Walker’s exit is Fiorina’s big opportunity

Could the end of Scott Walker’s presidential campaign mark a new beginning for Carly Fiorina? Even before Walker dropped out Monday, the two Republicans had gone through wildly different arcs.

Fiorina was the only GOP presidential aspirant to graduate from the undercard debate to the primetime event, where her strong performance helped her break into the double digits in a national poll of Republican voters for the first time. The former Hewlett-Packard CEO was in second place, according to CNN/ORC.

By contrast, Walker’s poll numbers had been collapsing for weeks. Once the national front-runner ahead of everyone else, the Wisconsin governor most recently fell to zero percent (not a typo) alongside asterisk candidates Bobby Jindal, Lindsey Graham and George Pataki, behind Rick Santorum. His final descent was the product of lackluster debate performances where he could barely be bothered to use his allotted time, much less demand more.

Fiorina rose in part because she was willing to challenge Republican front-runner Donald Trump, even getting the billionaire to cravenly back down from his boorish comments about her looks. (His assurances that she has a beautiful face were as unlikely to resonate with women as his initial insults.) Walker tried to imitate Trump or, somewhat less plausibly, claim that Trump was imitating him.

When Walker finally hit back against Trump during last week’s debate, it was too little, too late. In leaving the race, he seemed embittered by the failure of traditional conservative policy stances to break through, and said it was every other low-polling candidate’s patriotic duty to suspend their campaigns in order to prevent Trump’s nomination.

“I encourage other Republican presidential candidates to consider doing the same (dropping out), so that the voters can focus on a limited number of candidates who can offer a positive, conservative alternative to the current front-runner,” he said.

While Fiorina’s sharp communication skills, grasp of policy details and command of national issues keep improving, Walker quickly plateaued in each of these areas. He especially struggled to explain how he would conduct foreign policy in a dangerous world, a message Fiorina has been starting to hone.

Fiorina has been accessible and open to the media. Walker’s campaign, if not the candidate himself, was uneasy even with relatively friendly media outlets.

By the time Walker terminated his presidential bid, most of his grassroots support had already melted away. His rapid rise after a well-received speech to the Iowa Freedom Summit at the beginning of the year briefly united the conservative vote. Once that vote fragmented again, he was doomed to become everyone’s second choice. His operation had gotten far too big to downsize to a barebones campaign without creating the self-fulfilling look of a loser.

That’s good news for Fiorina, a Republican with rapidly growing support in search of a campaign apparatus capable of leveraging her newfound popularity into primary and caucus wins. Walker had a good donor network and was putting together something of a ground game in the early states, particularly Iowa. Imagine what those resources could do in the service of Fiorina’s emergent campaign.

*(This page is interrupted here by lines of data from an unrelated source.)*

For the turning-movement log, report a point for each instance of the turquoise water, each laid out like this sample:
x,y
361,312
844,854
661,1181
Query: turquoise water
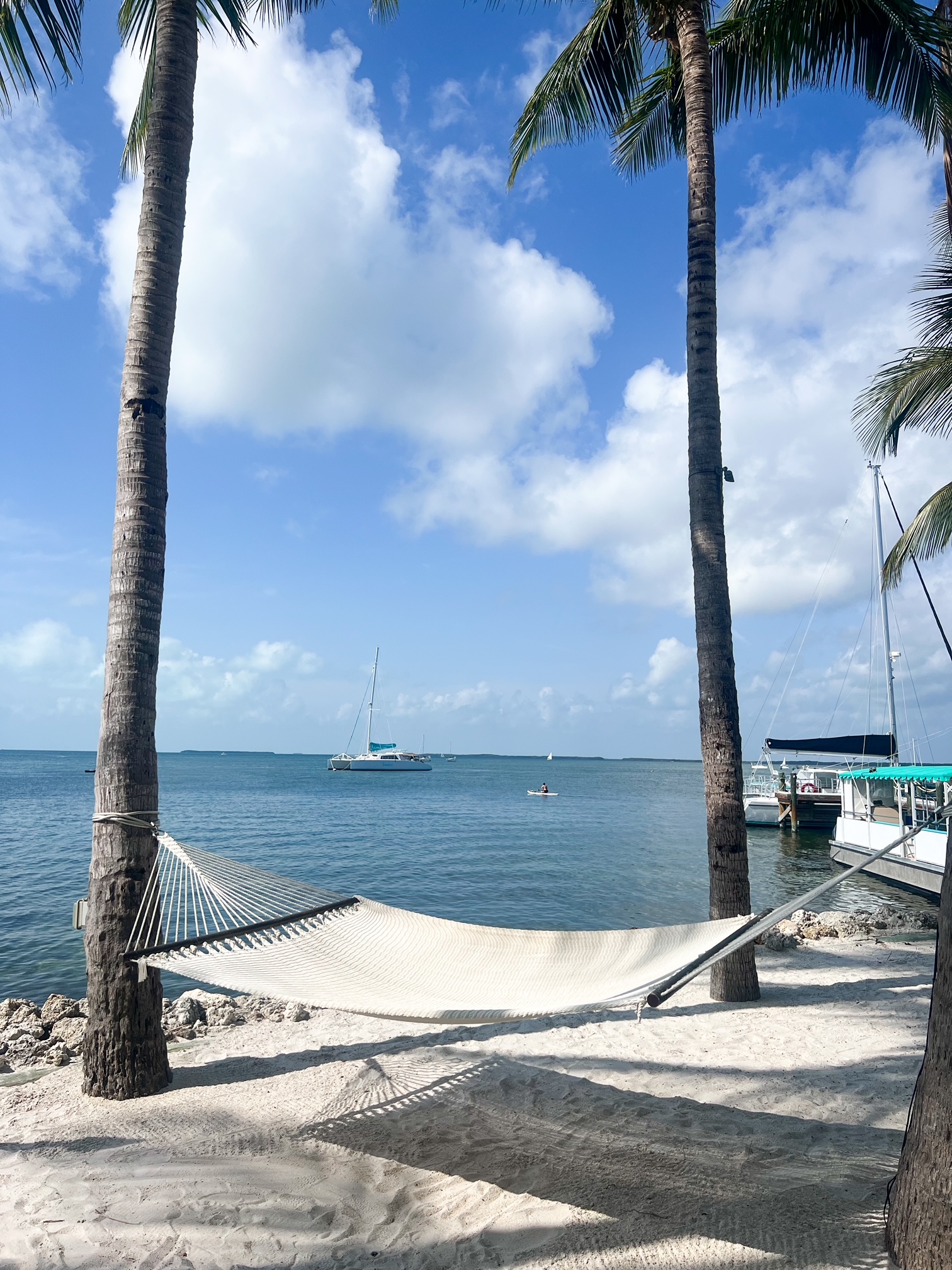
x,y
622,845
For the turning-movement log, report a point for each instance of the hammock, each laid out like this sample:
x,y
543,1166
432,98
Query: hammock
x,y
234,926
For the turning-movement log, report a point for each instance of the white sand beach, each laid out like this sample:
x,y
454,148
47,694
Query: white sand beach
x,y
708,1136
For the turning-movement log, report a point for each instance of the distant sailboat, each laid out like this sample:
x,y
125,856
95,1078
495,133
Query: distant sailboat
x,y
378,757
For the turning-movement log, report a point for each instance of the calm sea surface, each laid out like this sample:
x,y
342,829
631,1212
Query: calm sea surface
x,y
623,844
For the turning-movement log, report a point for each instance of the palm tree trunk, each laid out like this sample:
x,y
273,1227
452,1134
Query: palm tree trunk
x,y
125,1048
919,1228
734,978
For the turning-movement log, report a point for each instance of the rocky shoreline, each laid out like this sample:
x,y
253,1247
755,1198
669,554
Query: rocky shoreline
x,y
51,1036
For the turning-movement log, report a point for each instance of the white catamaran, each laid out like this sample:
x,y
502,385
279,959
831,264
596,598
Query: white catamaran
x,y
883,801
378,756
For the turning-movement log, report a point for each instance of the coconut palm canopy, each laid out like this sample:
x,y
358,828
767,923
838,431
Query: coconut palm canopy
x,y
622,71
37,37
915,391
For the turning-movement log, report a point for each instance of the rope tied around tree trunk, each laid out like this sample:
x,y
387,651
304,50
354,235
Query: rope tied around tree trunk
x,y
131,820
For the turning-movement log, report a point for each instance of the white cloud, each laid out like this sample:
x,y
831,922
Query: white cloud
x,y
48,673
310,299
541,51
45,646
814,294
261,685
41,182
671,671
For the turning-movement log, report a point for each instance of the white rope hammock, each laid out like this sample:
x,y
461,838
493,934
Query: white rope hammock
x,y
226,924
238,927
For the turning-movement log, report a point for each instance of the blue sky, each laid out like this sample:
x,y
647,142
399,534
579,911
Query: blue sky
x,y
412,409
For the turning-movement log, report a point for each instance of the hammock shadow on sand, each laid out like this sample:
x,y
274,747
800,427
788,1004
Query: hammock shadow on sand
x,y
654,1167
241,1068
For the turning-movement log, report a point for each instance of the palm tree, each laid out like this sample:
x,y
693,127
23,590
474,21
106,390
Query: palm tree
x,y
125,1048
36,36
915,391
653,76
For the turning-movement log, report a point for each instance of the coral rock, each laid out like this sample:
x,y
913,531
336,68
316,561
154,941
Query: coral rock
x,y
56,1007
71,1032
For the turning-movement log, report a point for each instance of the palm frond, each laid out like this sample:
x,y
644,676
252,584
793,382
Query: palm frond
x,y
928,534
135,152
654,129
36,36
276,13
137,30
589,86
914,391
889,51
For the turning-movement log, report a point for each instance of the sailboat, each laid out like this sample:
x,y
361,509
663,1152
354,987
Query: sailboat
x,y
810,797
378,756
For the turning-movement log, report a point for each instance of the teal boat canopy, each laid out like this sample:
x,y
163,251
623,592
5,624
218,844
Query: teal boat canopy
x,y
907,772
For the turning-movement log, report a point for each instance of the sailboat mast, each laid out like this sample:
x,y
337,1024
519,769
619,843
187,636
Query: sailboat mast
x,y
884,610
373,686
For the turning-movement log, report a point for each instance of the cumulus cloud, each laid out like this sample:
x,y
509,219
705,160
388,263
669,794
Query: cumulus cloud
x,y
814,294
48,673
311,299
261,685
41,183
540,51
671,676
45,646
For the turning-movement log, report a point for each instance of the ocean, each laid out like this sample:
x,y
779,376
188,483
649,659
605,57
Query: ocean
x,y
622,845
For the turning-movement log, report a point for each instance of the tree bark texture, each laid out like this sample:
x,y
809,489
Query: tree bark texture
x,y
125,1048
919,1228
734,978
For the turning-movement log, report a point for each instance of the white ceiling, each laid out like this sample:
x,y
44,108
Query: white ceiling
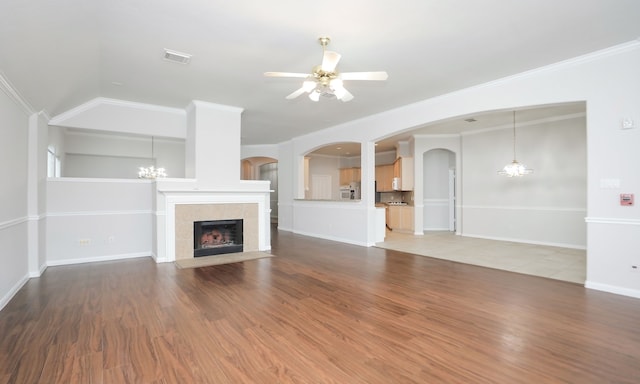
x,y
60,54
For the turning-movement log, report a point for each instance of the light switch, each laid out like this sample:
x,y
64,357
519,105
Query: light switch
x,y
628,123
626,199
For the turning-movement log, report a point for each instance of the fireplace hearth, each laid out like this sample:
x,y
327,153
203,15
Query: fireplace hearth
x,y
215,237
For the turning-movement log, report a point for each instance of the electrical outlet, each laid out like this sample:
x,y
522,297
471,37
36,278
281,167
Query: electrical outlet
x,y
84,242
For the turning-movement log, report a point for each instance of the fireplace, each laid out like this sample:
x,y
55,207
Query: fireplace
x,y
215,237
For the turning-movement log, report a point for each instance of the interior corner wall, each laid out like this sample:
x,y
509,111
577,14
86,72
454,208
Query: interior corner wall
x,y
14,218
98,219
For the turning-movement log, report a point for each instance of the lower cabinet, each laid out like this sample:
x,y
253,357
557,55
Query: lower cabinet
x,y
400,218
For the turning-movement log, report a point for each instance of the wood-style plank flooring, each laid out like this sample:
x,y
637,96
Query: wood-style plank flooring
x,y
318,312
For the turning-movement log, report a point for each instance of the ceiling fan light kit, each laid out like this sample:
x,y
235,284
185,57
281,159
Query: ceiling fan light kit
x,y
325,80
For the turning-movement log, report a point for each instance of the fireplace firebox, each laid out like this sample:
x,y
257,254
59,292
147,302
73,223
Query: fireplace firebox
x,y
215,237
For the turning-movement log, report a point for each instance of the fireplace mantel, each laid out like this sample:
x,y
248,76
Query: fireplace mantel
x,y
172,193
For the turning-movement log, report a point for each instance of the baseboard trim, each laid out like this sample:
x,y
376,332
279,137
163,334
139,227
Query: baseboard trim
x,y
54,263
612,289
12,292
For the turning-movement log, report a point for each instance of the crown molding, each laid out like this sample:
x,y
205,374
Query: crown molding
x,y
103,101
14,95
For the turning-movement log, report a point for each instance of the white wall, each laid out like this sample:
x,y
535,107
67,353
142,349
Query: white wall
x,y
100,155
325,166
98,219
605,80
14,219
546,207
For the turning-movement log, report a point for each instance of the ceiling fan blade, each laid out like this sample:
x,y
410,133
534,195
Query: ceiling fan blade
x,y
285,74
347,96
382,75
340,91
330,61
296,93
307,86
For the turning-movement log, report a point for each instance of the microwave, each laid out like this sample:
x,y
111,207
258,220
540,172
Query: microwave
x,y
345,193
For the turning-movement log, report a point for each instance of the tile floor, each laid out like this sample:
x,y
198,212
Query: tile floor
x,y
551,262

There are other candidates who remain alive who could similarly benefit from Walker’s departure. Marco Rubio has already snagged Walker’s New Hampshire state co-chairman, a defection secured before the Walker 2016 campaign’s body was even cold. Ted Cruz is an eloquent and passionate advocate of conservative principles and there may also be a second look at Rand Paul.

But the candidates who have risen the furthest in this campaign cycle are Washington outsiders, non-politicians even. Like Trump and Ben Carson, Fiorina fits the bill in a way that even a talented group of Tea Party senators doesn’t. New York Times columnist Ross Douthat calls her the “hybrid candidate.”

“She’s got the outsider’s narrative and the insider’s smoothness, the anti-politician’s rhetoric and the politician’s care in how she marshals it,” he writes. Fiorina’s status as the only woman in the Republican presidential race has made her more effective in her attacks on both Trump and fading Democratic front-runner Hillary Clinton.

Fiorina may not have Walker’s track record of taking on the worst liberals and labor unions had to offer and winning in a blue state (during her only previous run for public office, also in a blue state, she lost). But there isn’t much evidence that this is what Republican primary voters are looking for this time around, or that all those Wisconsin fights really did much to prepare Walker for the rigors of a national campaign.

If someone like Fiorina neither inherits Walker’s institutional support nor gets the extended audition conservatives gave him earlier this year, the best-positioned candidates are pre-Reagan Republicans. There’s Jeb Bush, who is literally the son of the establishment, Walker’s bête noire Trump, who like Richard Nixon combines silent majority cultural conservatism with big-government economics.

At the very least, Fiorina now has a chance to make sure Walker’s loss is her gain.